Katzenpersonal
Dacianer-Cruiser
- Beiträge
- 48
- Fahrzeug
- Duster 3
- Modell
- Expression
- Motor
- TCE130 4x4 M-Hybrid
- Baujahr
- 2024
yep, du bringst es sehr einfach auf den Punkt.Fakt ist nunmal daß die Batterie prozentual der häufgste Pannengrund geworden ist. Dies im Gegensatz zu früheren Zeiten ohne die rigorosen und nur teilweise nachvollziehbaren "Umweltvorschriften".
Es stellt sich auch die Frage ob der Aufwand der Produktion einer neuen Batterie plus Pannenhelfer- und Werkstatteinsatz sowie das Recycling der alten Batterie nicht mehr Umweltschäden verursacht als das Fahren ohne Batteriemanagement.

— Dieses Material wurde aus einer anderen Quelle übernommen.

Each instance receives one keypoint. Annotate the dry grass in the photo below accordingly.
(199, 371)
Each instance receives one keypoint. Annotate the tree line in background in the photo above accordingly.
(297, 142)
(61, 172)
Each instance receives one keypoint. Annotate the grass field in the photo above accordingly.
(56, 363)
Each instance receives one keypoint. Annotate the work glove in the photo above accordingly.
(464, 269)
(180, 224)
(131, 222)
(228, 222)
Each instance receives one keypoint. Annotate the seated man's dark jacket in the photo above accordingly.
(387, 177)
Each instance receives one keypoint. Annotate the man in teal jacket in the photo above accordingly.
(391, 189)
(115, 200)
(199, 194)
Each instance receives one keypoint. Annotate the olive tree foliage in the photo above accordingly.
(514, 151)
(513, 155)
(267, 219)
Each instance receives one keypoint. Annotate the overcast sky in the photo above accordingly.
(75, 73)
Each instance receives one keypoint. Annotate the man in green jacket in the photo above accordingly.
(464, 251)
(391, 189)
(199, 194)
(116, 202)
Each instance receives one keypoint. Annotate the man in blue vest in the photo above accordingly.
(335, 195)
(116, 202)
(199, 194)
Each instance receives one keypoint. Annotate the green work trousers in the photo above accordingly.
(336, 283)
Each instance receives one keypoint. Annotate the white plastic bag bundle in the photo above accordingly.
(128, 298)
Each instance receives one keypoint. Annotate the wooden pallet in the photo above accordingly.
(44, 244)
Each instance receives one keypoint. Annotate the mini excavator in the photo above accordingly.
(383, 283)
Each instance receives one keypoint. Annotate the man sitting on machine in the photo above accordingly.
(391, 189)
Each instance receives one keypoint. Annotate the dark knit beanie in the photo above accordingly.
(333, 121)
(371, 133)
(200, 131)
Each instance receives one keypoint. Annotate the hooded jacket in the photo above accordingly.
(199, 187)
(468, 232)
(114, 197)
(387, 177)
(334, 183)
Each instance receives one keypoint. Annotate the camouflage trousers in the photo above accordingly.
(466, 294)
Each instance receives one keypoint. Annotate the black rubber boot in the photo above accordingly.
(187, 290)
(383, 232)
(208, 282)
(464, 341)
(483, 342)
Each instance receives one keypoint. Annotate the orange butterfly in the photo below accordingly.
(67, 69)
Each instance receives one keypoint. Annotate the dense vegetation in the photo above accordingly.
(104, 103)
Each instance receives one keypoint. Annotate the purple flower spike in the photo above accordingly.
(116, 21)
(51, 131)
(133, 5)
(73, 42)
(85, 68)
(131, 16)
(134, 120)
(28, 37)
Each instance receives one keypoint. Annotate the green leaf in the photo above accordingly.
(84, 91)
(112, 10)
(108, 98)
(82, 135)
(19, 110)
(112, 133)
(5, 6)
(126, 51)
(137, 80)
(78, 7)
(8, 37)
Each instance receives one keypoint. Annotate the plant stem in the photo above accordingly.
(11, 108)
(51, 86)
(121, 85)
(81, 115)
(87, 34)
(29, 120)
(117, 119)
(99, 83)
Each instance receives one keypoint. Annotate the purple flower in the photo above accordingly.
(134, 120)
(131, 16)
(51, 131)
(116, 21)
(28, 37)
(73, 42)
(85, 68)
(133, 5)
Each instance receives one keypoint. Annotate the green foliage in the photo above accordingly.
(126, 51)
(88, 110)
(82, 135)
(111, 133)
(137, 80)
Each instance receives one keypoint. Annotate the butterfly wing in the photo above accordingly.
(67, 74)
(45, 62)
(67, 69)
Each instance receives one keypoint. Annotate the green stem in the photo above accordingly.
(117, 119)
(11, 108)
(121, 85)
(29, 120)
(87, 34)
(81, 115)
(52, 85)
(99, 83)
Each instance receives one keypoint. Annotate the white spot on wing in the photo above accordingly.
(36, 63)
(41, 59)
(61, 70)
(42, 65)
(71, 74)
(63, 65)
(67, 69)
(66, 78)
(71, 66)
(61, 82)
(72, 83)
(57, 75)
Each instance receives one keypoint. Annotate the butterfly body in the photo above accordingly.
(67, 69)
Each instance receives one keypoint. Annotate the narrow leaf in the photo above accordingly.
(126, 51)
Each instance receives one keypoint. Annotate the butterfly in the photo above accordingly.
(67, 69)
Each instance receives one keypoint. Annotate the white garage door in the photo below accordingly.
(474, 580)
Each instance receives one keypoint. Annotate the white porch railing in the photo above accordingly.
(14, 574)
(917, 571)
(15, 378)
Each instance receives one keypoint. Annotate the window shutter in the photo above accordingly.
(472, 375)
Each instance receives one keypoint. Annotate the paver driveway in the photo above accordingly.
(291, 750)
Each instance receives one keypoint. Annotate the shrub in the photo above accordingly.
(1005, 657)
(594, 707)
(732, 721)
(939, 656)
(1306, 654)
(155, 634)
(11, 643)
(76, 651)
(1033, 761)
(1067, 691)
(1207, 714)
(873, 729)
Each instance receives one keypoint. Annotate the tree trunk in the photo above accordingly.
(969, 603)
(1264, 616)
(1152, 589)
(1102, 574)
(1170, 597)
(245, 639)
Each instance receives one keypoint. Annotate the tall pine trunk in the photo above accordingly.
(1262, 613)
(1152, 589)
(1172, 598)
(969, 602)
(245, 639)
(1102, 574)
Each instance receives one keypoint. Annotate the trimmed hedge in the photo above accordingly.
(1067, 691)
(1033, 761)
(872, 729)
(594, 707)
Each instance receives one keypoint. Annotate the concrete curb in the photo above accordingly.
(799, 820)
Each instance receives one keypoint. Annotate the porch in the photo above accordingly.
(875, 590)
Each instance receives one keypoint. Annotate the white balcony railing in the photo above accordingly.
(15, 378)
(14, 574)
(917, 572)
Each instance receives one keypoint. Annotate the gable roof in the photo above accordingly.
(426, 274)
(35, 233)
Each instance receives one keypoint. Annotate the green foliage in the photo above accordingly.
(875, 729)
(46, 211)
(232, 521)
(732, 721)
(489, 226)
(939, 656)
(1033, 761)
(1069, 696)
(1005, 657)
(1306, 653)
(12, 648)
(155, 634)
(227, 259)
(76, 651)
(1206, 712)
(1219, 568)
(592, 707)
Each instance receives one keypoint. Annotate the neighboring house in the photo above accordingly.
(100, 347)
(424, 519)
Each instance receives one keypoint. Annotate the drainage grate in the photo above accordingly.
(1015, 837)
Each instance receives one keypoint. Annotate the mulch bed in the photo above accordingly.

Die Batterie muss ja nicht nur produziert werden. Es müssen auch mehr recycelt werden, dh mehr Batterien müssen gesammelt, in die entsprechenden Werke transportiert und die Rohstoffe wieder an die Fertigungszentren transportiert werden - bei dem Gewicht von Blei ist das schon eine Hausnummer. Überall ein Mehr an Transport, Lagerung und Energieeinsatz. Dazu sehr viele (unnötig zusätzliche) LKW-Einsätze für Pannen- und Abschleppeinsätze. Wer will einem da plausibel darlegen, dass man damit CO2 sparen kann?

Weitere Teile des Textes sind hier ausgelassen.